GCS Listener

Prev Next

This feature is available in v41.2 and later.

The GCS (Google Cloud Storage) Listener allows you to ingest files from a specified GCS URI.

Contents of submissions

The connector accepts both single files and prefixes with files as submissions. Whether a file is processed as its own submission or as part of a larger submission depends on where it is located relative to the source URI:

  • If it is directly under the source URI, the system processes it as an individual submission.

  • If it is under a prefix under the source URI, the system considers it part of a larger submission, which consists of all files directly under the prefix.

Only one level of nesting is recognized by the connector when creating submissions with multiple documents. If there are other prefixes contained within the prefix you specify, files under those prefixes are ignored.

Metadata

For each submission, the GCS Listener can accept a JSON file that contains metadata, case data, and an external_id. The name of this file depends on whether the submission consists of a single file or a set of files:

  • filename.ext.json for individual files, where filename is the name of the file and ext is the file's extension

  • prefixname.json for files under a GCS bucket prefix, where prefixname is the name of a prefix under the source URI.

The metadata files must be located directly under the source URI. If you put those under a prefix of the source URI, they will be ignored, and a submission won't be created.

An example metadata file for a GCS Listener submission appears below.

{
   "metadata": {
        "test": "Metadata for file in GCS bucket"
   },
   "cases": [{
        "external_case_id": "900",
        "filenames": ["div_lic_1.jpg", "div_lic_2.jpg"]
   }],
   "external_id": "123"
}

Archiving processed files

As files are ingested, they are copied to an archive URI and deleted from the source URI. The names of files do not change when they are archived and include the files’ prefixes, if any.

If the deletion of files from the source URI leaves empty prefixes, those prefixes will not be deleted and will remain in the bucket.

Sample use cases

  • Another system places documents in a GCS bucket on a regular basis. I want to ingest those files one by one.

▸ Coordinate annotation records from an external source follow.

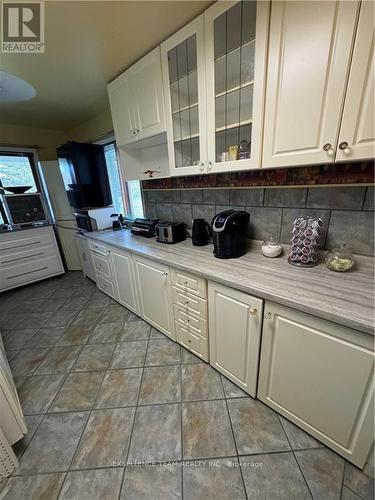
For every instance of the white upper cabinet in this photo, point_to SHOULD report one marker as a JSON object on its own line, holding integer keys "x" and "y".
{"x": 236, "y": 50}
{"x": 148, "y": 95}
{"x": 357, "y": 134}
{"x": 183, "y": 63}
{"x": 136, "y": 99}
{"x": 309, "y": 56}
{"x": 122, "y": 109}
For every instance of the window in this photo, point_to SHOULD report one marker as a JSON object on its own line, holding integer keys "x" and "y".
{"x": 17, "y": 169}
{"x": 130, "y": 203}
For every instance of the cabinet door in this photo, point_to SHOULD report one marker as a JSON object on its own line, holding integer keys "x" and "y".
{"x": 234, "y": 333}
{"x": 154, "y": 291}
{"x": 121, "y": 99}
{"x": 357, "y": 134}
{"x": 124, "y": 280}
{"x": 320, "y": 376}
{"x": 236, "y": 52}
{"x": 147, "y": 89}
{"x": 183, "y": 64}
{"x": 309, "y": 55}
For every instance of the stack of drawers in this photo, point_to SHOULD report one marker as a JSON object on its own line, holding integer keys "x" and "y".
{"x": 190, "y": 311}
{"x": 103, "y": 268}
{"x": 27, "y": 256}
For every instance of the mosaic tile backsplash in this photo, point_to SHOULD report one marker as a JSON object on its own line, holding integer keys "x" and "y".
{"x": 347, "y": 212}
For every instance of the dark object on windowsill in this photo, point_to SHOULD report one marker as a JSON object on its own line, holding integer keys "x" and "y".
{"x": 170, "y": 232}
{"x": 17, "y": 189}
{"x": 116, "y": 223}
{"x": 144, "y": 227}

  • I want to regularly scan and ingest certain types of files under a certain prefix in a GCS bucket.

Block settings table

In addition to the settings outlined below, you can also configure the settings described in Universal Integration Block Settings.

Name

Required?

Description

GCS Source URI

Yes

The location the connector will scan for blob files. Can contain a prefix and trailing slash.
Example formats:

  • gs://<bucket_name>/<prefix>/

  • gs://<bucket_name>/<prefix>

  • <bucket_name>/<prefix>

GCS Archive URI

Yes

The location the connector will move files to after they have been ingested into Hyperscience.

Must be different form GCS Source URI

Example formats:

  • gs://<bucket_name>/<prefix>/

  • gs://<bucket_name>/<prefix>

  • <bucket_name>/<prefix>

File Extensions

Yes

A list of the extensions that image files will need to have to be eligible for processing.

If there are file extensions that you want to support but do not see in the drop-down list, select other, and enter the extensions in Other File Extensions.

Other File Extensions

No

A comma-separated list of file extensions that do not appear in File Extensions.

This field only appears if other is selected in File Extensions.

Include Submission Level Parameters

No

Indicates whether the system will ingest JSON files along with document files and submission Azure Blob prefixes. These JSON files can contain information such as metadata, case data, and external_id values. These JSON file names should match the names of the related files or GCS prefixes (e.g., XYZ.jpg.json for XYZ.jpg).

GCP Credentials JSON

Yes

Must be a valid service account key in JSON format.

To edit the JSON, click Edit value, modify the JSON, and then click Done.

Poll Interval (In Seconds)

No

The frequency at which the connector will monitor the source URI for submissions.

Defaults to 10.

Warm-Up Interval (In Seconds)

No

The length of time that a file must remain unmodified before it is eligible for processing.

When uploading to a prefix, make sure all the files within it are for the same submission. Otherwise, one prefix with many files within it may be split into two or more submissions, depending on the length of the warm-up interval.

Defaults to 15.

Setting up the GCS Listener

To set up the GCS Listener, enter the settings as described in the Block settings table above.

Before deploying a flow with the GCS Listener enabled, ensure that the credentials you’ve specified in the block settings have the following permissions assigned:

  • Read Blob and Put Blob for both the source and the archive URIs

  • List Bucket and Delete Blob for the source URI

To test if the permissions have been properly set, click Test Connection at the bottom of the connector settings in Flow Studio. If the required permissions are present, no errors will be detected.